Royal Liverpool moves 87m images to VNA
- 15 November 2013
The Royal Liverpool and Broadgreen University Hospitals NHS Foundation Trust has migrated 87m images to its new SynApps vendor neutral archive.
The move is part of a strategy to move to a paper-lite model of managing patient records and other content.
As part of the PACS refresh earlier this year, the trust, along with ten other trusts in the Cheshire and Merseyside consortium, adopted a new Carestream picture archiving and communication system and an HSS radiology information system.
It was the only trust in the consortium to adopt a VNA, however. The SynApps VNA sits on top of an existing electronic document management system from Documentum.
In 2017, the trust will open a new, state-of-the-art hospital, and the VNA is one element in its plan to replace paper records with electronic ones, where possible.
Sarah Lomax, project manager for PACS at the trust, said: “It gives us the infrastructure to build on.
"Ddemonstrating a more centralised approach to data handling, and proving that that can work, is key to building clinicians’ confidence in going into the EDMS system and a future EPR system.”
The XDS-based VNA is being used to store PACS images, but there are plans to use it for images from other specialties as well, such as cardiology and pathology.
“Any clinician will be able to view those images in a central place rather than having to go into different systems,” said Lomax.
“Obviously, there are efficiency benefits to that as well because you’re getting economies of scale and using a single central system rather than bits and pieces of storage attached to different systems.”
Lomax said that under the previous PACS contract, the data was kept in a vendor store that could only be accessed through CSC, the local service provider. “We couldn’t delve into that data on a large scale.

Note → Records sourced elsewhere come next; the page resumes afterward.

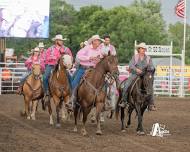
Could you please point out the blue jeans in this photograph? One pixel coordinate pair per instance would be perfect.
(46, 76)
(23, 79)
(77, 77)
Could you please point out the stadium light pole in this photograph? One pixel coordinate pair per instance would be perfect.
(184, 44)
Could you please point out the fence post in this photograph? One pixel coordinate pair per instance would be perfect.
(0, 80)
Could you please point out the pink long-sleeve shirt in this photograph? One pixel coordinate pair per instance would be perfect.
(35, 60)
(86, 53)
(53, 54)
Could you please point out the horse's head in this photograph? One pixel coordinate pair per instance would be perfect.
(111, 65)
(66, 61)
(148, 79)
(36, 71)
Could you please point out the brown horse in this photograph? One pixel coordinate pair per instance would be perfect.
(32, 91)
(59, 88)
(91, 91)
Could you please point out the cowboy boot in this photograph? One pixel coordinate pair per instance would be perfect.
(123, 103)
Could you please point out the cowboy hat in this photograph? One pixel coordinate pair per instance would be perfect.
(41, 45)
(141, 45)
(59, 37)
(36, 49)
(95, 37)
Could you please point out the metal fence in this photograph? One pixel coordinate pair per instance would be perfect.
(170, 85)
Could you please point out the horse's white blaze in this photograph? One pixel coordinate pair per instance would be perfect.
(67, 61)
(51, 119)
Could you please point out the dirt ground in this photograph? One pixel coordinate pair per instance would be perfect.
(20, 135)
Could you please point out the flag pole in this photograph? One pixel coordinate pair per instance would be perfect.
(183, 51)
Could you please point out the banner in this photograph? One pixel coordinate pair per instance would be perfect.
(176, 71)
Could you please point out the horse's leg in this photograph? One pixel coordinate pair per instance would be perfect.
(76, 110)
(122, 119)
(86, 111)
(130, 110)
(34, 107)
(27, 107)
(99, 107)
(50, 112)
(139, 127)
(93, 115)
(57, 105)
(63, 113)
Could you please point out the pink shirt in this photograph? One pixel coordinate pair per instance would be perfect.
(86, 53)
(53, 54)
(35, 60)
(106, 48)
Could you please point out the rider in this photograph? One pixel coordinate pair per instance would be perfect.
(42, 50)
(35, 58)
(107, 47)
(52, 56)
(136, 66)
(87, 57)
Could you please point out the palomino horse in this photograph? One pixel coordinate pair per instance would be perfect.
(32, 91)
(138, 98)
(59, 87)
(91, 91)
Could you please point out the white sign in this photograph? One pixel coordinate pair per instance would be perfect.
(159, 50)
(24, 18)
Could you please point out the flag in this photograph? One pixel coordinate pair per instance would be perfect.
(179, 9)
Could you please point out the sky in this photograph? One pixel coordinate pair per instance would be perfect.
(167, 8)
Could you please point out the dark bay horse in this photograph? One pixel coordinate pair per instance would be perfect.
(138, 98)
(32, 91)
(59, 88)
(91, 91)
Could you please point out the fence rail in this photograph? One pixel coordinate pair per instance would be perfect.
(169, 85)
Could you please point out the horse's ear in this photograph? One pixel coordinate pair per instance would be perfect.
(109, 53)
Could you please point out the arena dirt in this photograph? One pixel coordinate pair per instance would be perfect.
(20, 135)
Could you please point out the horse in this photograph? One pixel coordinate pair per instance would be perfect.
(138, 98)
(33, 91)
(59, 88)
(91, 92)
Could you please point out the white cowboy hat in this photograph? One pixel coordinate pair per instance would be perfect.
(95, 37)
(41, 45)
(59, 37)
(141, 45)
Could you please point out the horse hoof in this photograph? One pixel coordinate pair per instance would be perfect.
(51, 123)
(84, 133)
(92, 121)
(127, 126)
(98, 132)
(33, 118)
(75, 129)
(58, 125)
(123, 130)
(140, 133)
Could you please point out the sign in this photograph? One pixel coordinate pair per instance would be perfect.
(176, 71)
(159, 50)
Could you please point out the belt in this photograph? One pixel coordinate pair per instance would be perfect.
(86, 67)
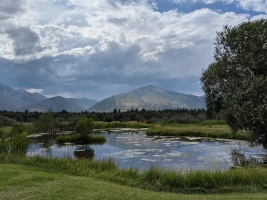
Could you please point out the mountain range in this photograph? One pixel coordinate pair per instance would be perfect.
(150, 98)
(147, 97)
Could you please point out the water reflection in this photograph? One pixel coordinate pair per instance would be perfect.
(84, 151)
(135, 149)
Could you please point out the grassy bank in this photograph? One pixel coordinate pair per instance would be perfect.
(76, 138)
(108, 125)
(28, 182)
(156, 179)
(195, 130)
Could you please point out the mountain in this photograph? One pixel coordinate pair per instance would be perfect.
(150, 98)
(58, 103)
(12, 100)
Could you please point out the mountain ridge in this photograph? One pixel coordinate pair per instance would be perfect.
(148, 97)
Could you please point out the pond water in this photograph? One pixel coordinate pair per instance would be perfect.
(135, 149)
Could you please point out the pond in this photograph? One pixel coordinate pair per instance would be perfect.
(135, 149)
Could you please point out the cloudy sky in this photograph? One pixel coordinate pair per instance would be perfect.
(99, 48)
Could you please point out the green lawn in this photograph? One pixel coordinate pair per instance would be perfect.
(27, 182)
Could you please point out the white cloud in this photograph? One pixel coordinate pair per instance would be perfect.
(34, 90)
(76, 46)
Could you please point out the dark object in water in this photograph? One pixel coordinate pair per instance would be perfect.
(84, 151)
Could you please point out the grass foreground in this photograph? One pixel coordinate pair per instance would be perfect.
(28, 182)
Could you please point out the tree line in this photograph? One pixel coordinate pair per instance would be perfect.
(143, 115)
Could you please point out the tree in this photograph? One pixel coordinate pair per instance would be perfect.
(84, 127)
(236, 82)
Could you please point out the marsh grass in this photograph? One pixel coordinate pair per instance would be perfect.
(214, 131)
(76, 138)
(155, 178)
(107, 125)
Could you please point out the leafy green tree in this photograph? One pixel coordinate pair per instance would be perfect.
(84, 127)
(236, 83)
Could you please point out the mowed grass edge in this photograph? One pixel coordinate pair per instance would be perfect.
(27, 182)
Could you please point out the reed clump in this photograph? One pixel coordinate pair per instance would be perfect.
(77, 138)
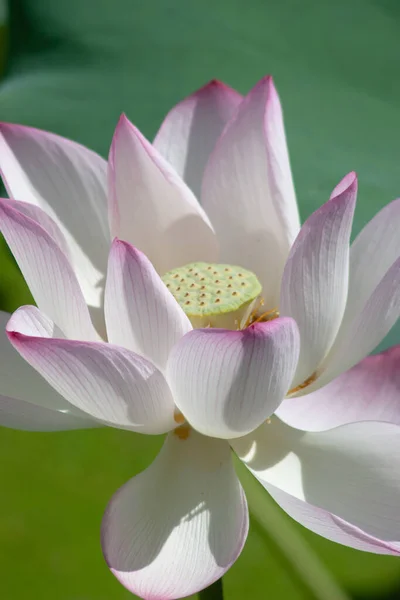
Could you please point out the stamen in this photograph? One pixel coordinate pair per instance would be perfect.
(303, 385)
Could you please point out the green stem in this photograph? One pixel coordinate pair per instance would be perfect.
(214, 592)
(300, 559)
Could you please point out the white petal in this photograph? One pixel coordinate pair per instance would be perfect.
(112, 384)
(26, 400)
(69, 183)
(151, 207)
(190, 130)
(366, 330)
(178, 526)
(29, 416)
(315, 279)
(141, 314)
(372, 253)
(370, 391)
(248, 190)
(226, 383)
(345, 482)
(47, 272)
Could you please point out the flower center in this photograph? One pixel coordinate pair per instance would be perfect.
(214, 295)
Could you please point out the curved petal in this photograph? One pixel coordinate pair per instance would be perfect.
(367, 329)
(315, 279)
(226, 383)
(44, 220)
(370, 391)
(47, 272)
(141, 314)
(112, 384)
(28, 416)
(178, 526)
(27, 401)
(343, 483)
(189, 132)
(69, 183)
(248, 190)
(151, 207)
(372, 253)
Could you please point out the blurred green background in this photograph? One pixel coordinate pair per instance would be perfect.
(72, 67)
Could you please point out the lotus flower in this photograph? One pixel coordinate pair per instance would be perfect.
(214, 311)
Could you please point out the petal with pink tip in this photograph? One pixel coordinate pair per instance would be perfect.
(111, 384)
(372, 253)
(370, 391)
(141, 314)
(177, 527)
(343, 484)
(226, 383)
(315, 279)
(248, 190)
(68, 182)
(189, 132)
(27, 402)
(151, 207)
(366, 330)
(47, 272)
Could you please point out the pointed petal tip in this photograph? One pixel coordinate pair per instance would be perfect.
(349, 184)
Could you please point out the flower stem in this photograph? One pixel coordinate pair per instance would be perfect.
(214, 592)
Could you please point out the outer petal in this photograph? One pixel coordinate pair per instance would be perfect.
(26, 400)
(343, 483)
(141, 314)
(68, 182)
(227, 383)
(370, 391)
(366, 330)
(151, 206)
(315, 280)
(248, 190)
(110, 383)
(178, 526)
(47, 272)
(190, 130)
(372, 253)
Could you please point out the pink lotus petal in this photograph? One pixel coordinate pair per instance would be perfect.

Obviously, we could access individual images when we needed to. However, retrieving them was sometimes quite slow, depending on the queues and the amount of data that was being pulled back at any one time. It could take several hours to get specific images back.”
Now, she said, it takes “a matter of seconds” to retrieve the data. “Clinicians can be confident that if they need data, they’ll be able to get it there and then, they won’t have patients waiting for a long time in the waiting room.”
Patients were also benefiting from the speedier process, she said: “In terms of a patient being told what’s happening, what the diagnosis is, how things are for them since last time they were in the hospital, that can be much quicker.”
Because radiology was used by many other specialties in the hospital, the improvement had been felt widely, she added.
The move from the existing systems has been challenging, said Lomax, but the use of a standards-based archive has provided a degree of future-proofing.
“If we want to unplug Carestream at any point and plug in a different PACS or hang other systems off that VNA, we can do so without having to go through a migration process, which is really time-intensive and expensive.”
In future, the trust plans to share its VNA with other trusts, giving external clinicians access to patients’ medical images and associated case notes where needed.